PUBLISHED: 19:12 EST, 21 June 2012 | UPDATED: 19:12 EST, 21 June 2012
Moody’s cut the ratings of global lenders including Bank of America, JP Morgan and Goldman Sachs on the grounds that their growth prospects were sinking.
The downgrade came after several pieces of bad news caused the Dow Jones Industrial Average to fall by two per cent.
The economic outlook became so bad by the end of the day that Goldman Sachs advised its clients to start betting against the stock market.
Announcing the downgrade, Moody’s said it was especially concerned about banks with significant financial markets businesses because those markets have become so volatile.
These banks were vulnerable to ‘outsized losses,’ Moody’s global banking managing director Greg Bauer said in a statement.
The giant companies are all major players in the global stock and bond markets, which have become extremely unpredictable.
The downgrades come at a time of great uncertainty in the global economy. Europe’s currency union is under threat, the U.S. economy is slowing and the red-hot economies of India, Brazil and China are cooling.
On Thursday the Dow plunged 251 points, its second-worst loss of the year, as new reports indicating slower manufacturing in the U.S. and China made investors fearful that the global economy could be heading for another slump.
The only good news was apparently at the pump. The price of oil fell Thursday to its lowest level in almost nine months – $78.20 a barrel. Gasoline was way down, too, at $3.47 a gallon, 46 cents below its peak in early April.
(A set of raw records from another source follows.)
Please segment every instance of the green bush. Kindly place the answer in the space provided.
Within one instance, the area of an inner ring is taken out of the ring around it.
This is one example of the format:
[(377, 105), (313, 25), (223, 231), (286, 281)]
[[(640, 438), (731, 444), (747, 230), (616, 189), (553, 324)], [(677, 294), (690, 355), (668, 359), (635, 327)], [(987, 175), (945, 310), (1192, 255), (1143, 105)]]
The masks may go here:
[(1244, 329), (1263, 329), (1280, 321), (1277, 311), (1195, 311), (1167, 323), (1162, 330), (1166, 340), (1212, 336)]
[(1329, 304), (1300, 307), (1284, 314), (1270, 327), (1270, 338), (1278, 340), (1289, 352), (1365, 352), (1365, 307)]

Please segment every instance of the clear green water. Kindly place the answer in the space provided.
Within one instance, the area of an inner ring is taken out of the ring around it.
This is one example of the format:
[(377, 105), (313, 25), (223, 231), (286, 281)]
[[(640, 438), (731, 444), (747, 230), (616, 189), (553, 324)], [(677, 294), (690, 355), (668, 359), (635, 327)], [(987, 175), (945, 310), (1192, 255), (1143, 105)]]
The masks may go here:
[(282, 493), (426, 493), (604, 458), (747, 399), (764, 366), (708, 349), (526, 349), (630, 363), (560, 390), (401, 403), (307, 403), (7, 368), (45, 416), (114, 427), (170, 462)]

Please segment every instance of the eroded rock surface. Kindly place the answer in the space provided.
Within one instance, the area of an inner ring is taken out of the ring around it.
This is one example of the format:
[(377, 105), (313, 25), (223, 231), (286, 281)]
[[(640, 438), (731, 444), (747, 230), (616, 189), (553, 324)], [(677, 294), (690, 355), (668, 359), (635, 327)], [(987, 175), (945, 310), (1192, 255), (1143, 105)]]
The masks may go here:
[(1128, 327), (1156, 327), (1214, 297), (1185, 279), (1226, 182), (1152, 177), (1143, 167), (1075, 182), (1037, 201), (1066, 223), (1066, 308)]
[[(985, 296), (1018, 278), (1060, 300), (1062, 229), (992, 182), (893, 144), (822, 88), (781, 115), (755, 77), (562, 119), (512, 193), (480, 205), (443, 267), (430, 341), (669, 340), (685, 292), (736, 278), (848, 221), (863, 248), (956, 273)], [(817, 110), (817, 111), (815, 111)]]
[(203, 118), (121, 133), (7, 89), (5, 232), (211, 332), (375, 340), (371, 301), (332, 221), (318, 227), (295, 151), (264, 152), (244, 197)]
In Britain, homeowners and businesses faced the threat of higher borrowing costs last night after the country’s biggest banks suffered humiliating downgrades to their credit ratings.
Barclays, HSBC, Royal Bank of Scotland and Lloyds Banking Group saw their debt scores slashed amid growing fears of a meltdown in the eurozone.
The move means these banks could be forced to pay billions of pounds extra to raise funds – which, in turn, could push up rates on loans and mortgages for households and small businesses across the country.
Several lenders including Halifax, part of state-backed Lloyds, have already ratcheted up their mortgage rates as their own funding costs have increased, piling misery on cash-strapped families.
According to Gary Greenwood, a banking analyst at Shore Capital, a stockbroking firm, the downgrades could have a further impact on households and companies.
He said: ‘Banks will do what they always do which is pass on any increase in their costs to customers in the form of expensive loans and mortgages.’
Last week Bank of England Governor Sir Mervyn King effectively wrote banks a blank cheque, promising to provide them with ‘whatever liquidity they require given the prospect of turbulence ahead’.
In conjunction with the Treasury, the Bank unveiled two new stimulus packages worth £140billion a year to keep the banks afloat and encourage them to increase lending to cash-starved households and small businesses.
On Wednesday, it held its first monthly auction of £5billion in cheap loans, under the new £60billion a year ‘Extended Collateral Term Repo’ scheme.
Details of a separate £80billion-a-year ‘funding for lending’ package designed to boost lending to the economy will be announced in the coming weeks. But there are fears that customers could still end up paying more.
RBS, which is 82 per cent owned by taxpayers, admitted it would have to raise its cash cushion by £9billion as a result of the downgrade.
Credit ratings are used by markets as a key barometer of financial health and reflect confidence in the ability of a firm – or a customer or country – to repay money.
The lower the credit rating of a bank the more they have to pay to borrow money on the wholesale markets that they need to lend to households and businesses.
In February, Moody’s warned that it was looking at 100 firms in Europe and a handful in the US amid the escalating debt crisis in the eurozone. The agency has already downgraded major banks in several European countries, including Spain and Italy, with Spanish-owned Santander UK affected last month.
Santander, which has 25million customers in the UK, said it experienced a ‘heightened state of activity’ in branches from customers but claimed things are back to normal.
RBS last night said it ‘disagreed’ with the decision by Moody’s and said it was ‘backward looking and does not give adequate credit for the substantial improvements’ to the group’s finances.
Lloyds said: ‘We believe this change will have limited impact on our funding costs and market capacity.’